Saturday, February 11, 2012

My Doomed Affair # 2

What I try to do with reviews at this Bookshelf blog is keep it simple and spoiler-free, and let you know whether I'd recommend you pick up a copy of what I just read. Seems to work okay. This time, a brief review of My Doomed Affair # 2 (self-published, 2011).

I've always enjoyed Jacob Hunt's My Doomed Affair, a silly and very well-drawn comic strip that used to appear in the pages of Athens' weekly newspaper Flagpole. It has just enough of a mean-spirited edge to keep readers from really sympathizing with the comic version of Jacob. He's immature and thoughtless and really funny.

In the comic, which usually appeared weekly, Jacob is dating a girl named Apryl. They really don't treat each other badly; it's just that he's so much less serious about anything than she is, and she doesn't react very well at all to his teasing. Plus, she puts her feet on his car's dashboard. They clash about anything, in zings timed perfectly well for four-panel strips.

Hunt submitted four strips, reworked into a wider "Sunday" format, to syndicates without success. These are included along with a selection of the "dailies" in the second of two 32-page minicomics. I picked up my copy from Bizarro Wuxtry. You may drop that store a line by following the link above; the comics don't appear to be sold on Hunt's website. He also seems to have ended the strip, which is a shame, as it was always a highlight of Flagpole's funny page.

I love his expressive art and the characters' great big eyes, but this really was not the sort of format that could really go on forever. Even the strip's title dooms it, you know? Reading the paper on a monthly or sixth-weekly trip to Athens, even I was surprised, a couple of years into its run, that Apryl had not dumped him yet. Happily recommended.

Tuesday, February 7, 2012

Low Life: Paranoia

What I try to do with reviews at this Bookshelf blog is keep it simple and spoiler-free, and let you know whether I'd recommend you pick up a copy of what I just read. Seems to work okay. This time, a brief review of Low Life: Paranoia (Rebellion/Simon & Schuster, 2011).

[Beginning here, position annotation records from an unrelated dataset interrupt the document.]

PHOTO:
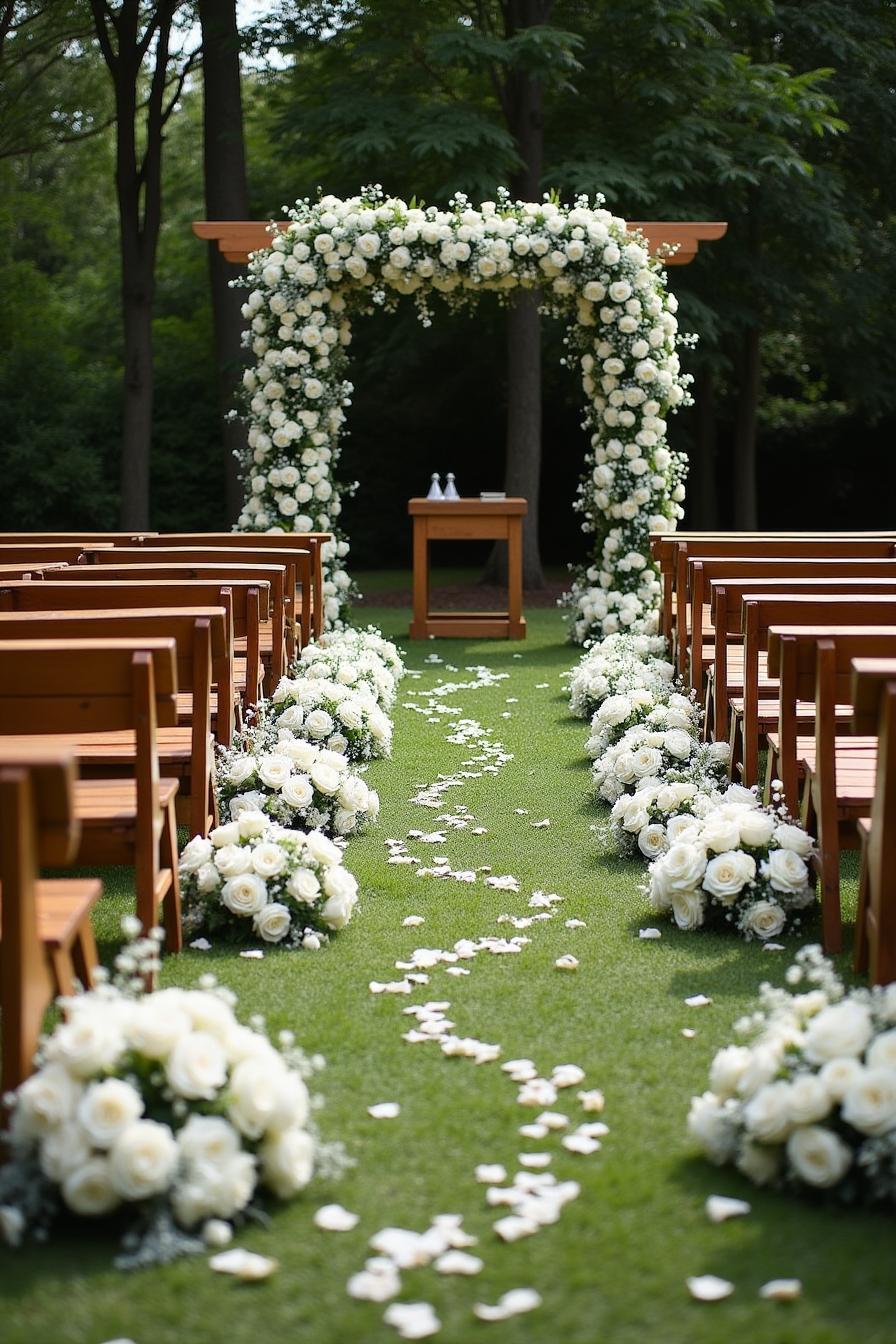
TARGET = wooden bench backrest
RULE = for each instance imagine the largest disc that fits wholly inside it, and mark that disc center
(53, 772)
(82, 686)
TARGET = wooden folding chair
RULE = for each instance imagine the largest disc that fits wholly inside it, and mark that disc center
(875, 712)
(82, 694)
(46, 940)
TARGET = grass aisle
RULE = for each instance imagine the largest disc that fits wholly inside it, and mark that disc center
(614, 1266)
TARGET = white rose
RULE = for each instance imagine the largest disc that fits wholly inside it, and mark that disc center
(45, 1102)
(198, 852)
(728, 874)
(143, 1160)
(325, 778)
(241, 769)
(756, 828)
(274, 769)
(787, 872)
(265, 1097)
(319, 725)
(727, 1070)
(688, 909)
(323, 850)
(794, 837)
(288, 1161)
(245, 895)
(841, 1030)
(89, 1190)
(269, 859)
(304, 886)
(767, 1113)
(233, 859)
(196, 1067)
(272, 924)
(106, 1109)
(869, 1104)
(297, 792)
(818, 1156)
(765, 918)
(809, 1100)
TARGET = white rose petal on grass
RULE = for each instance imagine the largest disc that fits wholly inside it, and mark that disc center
(490, 1173)
(243, 1264)
(333, 1218)
(567, 962)
(457, 1262)
(513, 1303)
(782, 1289)
(708, 1288)
(413, 1320)
(719, 1208)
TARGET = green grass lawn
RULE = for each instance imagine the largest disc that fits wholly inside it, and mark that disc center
(614, 1268)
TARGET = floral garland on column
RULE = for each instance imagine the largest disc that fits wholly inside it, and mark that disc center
(343, 258)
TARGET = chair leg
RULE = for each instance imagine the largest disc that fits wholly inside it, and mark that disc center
(860, 950)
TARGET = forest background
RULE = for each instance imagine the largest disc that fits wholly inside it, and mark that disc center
(779, 118)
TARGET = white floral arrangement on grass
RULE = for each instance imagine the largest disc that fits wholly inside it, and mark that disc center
(615, 665)
(644, 753)
(251, 879)
(340, 258)
(343, 718)
(294, 782)
(356, 643)
(640, 707)
(743, 863)
(160, 1106)
(810, 1101)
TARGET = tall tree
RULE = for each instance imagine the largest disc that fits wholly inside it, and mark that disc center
(136, 43)
(226, 198)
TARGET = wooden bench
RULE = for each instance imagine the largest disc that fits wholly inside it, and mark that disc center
(184, 751)
(679, 550)
(245, 601)
(265, 563)
(705, 571)
(875, 712)
(46, 940)
(79, 694)
(305, 546)
(816, 661)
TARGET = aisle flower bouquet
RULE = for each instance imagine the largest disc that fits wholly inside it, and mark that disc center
(740, 862)
(810, 1101)
(615, 665)
(337, 717)
(281, 886)
(644, 753)
(294, 782)
(159, 1106)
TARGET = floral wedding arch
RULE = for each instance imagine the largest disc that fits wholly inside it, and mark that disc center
(337, 260)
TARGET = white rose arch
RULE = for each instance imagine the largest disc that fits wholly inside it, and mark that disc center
(337, 260)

The Low Life is one of the most dangerous slums in Judge Dredd's Mega-City One, a sprawling neighborhood the size of a massive modern-day coastal city beset by organized crime and vice. Justice Department devotes a huge undercover presence here, with several officers of the "wally squad" under deep cover. They're some of the strangest oddballs in the force, but they're all judges.

The series, which has grown into one of the most popular of the last decade, debuted in 2004. Written by Rob Williams and illustrated, initially, by Henry Flint, it focused at first on Judge Aimee Nixon, a one-armed, broken-nosed operative with a scarred psyche. Her wounds are really deep. Most wally squad judges are pretty off-kilter, but the way that Judge Nixon finds herself with nowhere to turn can often get very harrowing.

Rob Williams drew on decades of Judge Dredd backstory in designing this world, building on the wally squad's tendency towards loners and rogues doing whatever it takes to enforce the law. It's very much in line with the established continuity of the main strip and creates an exciting and engaging world of its own from the start. It doesn't always work for me, however. While the series has grown into something really captivating and amazing - appearing as about one serialized story a year, the three most recent stories from 2009-2011 are absolutely highlights of 2000 AD - these earlier adventures are good, but not quite essential.

These earlier adventures are also not served as well by this presentation as an earlier one in England. This book, Paranoia, reprints the first four and the sixth Low Life adventures, skipping a one-off, "He's Making a List..." But all six stories were collected in 2008's Mega-City Undercover, along with a different, short-lived series about a rogue wally squad judge, Andy Diggle and Jock's Lenny Zero. That was an ungainly way to compile two series when it did not seem certain that either would continue - Low Life has become better and more popular and has amassed about forty-odd more episodes, and Lenny Zero is said to be making a long-overdue return later this year - but that book is a much better value for money than this.

I hate to be one of those bores who recommends books with the caveat that the later material is better, but this needs to sell really well before Simon & Schuster elects to produce a second volume, so please buy this even though it's only pretty good and not amazing, but, well, yeah, that's the case here. Unless you've got Mega-City Undercover already, in which case this is just a duplication. So those are the reservations, if they're not too steep.